-
Notifications
You must be signed in to change notification settings - Fork 139
Description
Are there clear instruction how to install numpy, PyTorch and pandas under GraalPy+JVM+x64? (RESOLVED, see updete below)
(JVM is important, because a Java class should be called from externally supplied JAR)
I am having hard times to install all three packages in GraalPy+JVM.
I tried different OS distributives (ubuntu:22.04, ghcr.io/graalvm/jdk-community:24) without success.
graalpy -m pip install numpy torch pandas
triggers the installation from sources and the compilation from sources triggers CMake and it causes the error:
#7 1314.0 -- Building using own protobuf under third_party per request.
#7 1314.0 -- Use custom protobuf build.
#7 1314.0 CMake Error at third_party/protobuf/cmake/CMakeLists.txt:2 (cmake_minimum_required):
#7 1314.0 Compatibility with CMake < 3.5 has been removed from CMake.
#7 1314.0
#7 1314.0 Update the VERSION argument <min> value. Or, use the <min>...<max> syntax
#7 1314.0 to tell CMake that the project requires at least <min> but has been updated
#7 1314.0 to work with policies introduced by <max> or earlier.
#7 1314.0
#7 1314.0 Or, add -DCMAKE_POLICY_VERSION_MINIMUM=3.5 to try configuring anyway.
#7 1314.0
#7 1314.0
#7 1314.0 -- Configuring incomplete, errors occurred!
#7 1314.0 [end of output]
#7 1314.0
I tried to set
ENV CMAKE_ARGS="-DCMAKE_POLICY_VERSION_MINIMUM=3.5"

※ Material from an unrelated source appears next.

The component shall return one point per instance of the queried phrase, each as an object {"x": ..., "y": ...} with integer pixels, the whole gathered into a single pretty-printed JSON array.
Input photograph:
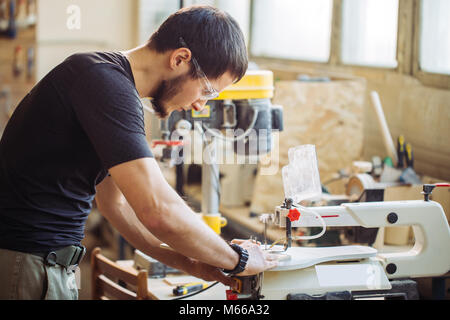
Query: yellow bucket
[{"x": 255, "y": 84}]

ENV CMAKE_POLICY_VERSION_MINIMUM=3.5
but they seem to be "shadowed" by isolated pip build, so i tried graalpy -m pip install --no-build-isolation "cmake<3.20"
, but met many issues on this path as well.

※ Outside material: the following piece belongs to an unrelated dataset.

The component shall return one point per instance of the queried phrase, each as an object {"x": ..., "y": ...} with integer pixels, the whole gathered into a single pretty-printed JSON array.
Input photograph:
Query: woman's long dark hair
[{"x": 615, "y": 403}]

Also i tried these versions:
graalpy -m pip install numpy==1.23.5 torch==1.13.1
because I know that year ago the image was build successfully for them -- still the same CMake error
Instructions are wellcomed, and a Dockerfile for reproducibility even more wellcomed!
🙏
UPDATE: after many-many hours spent, I finally got the working Docker image!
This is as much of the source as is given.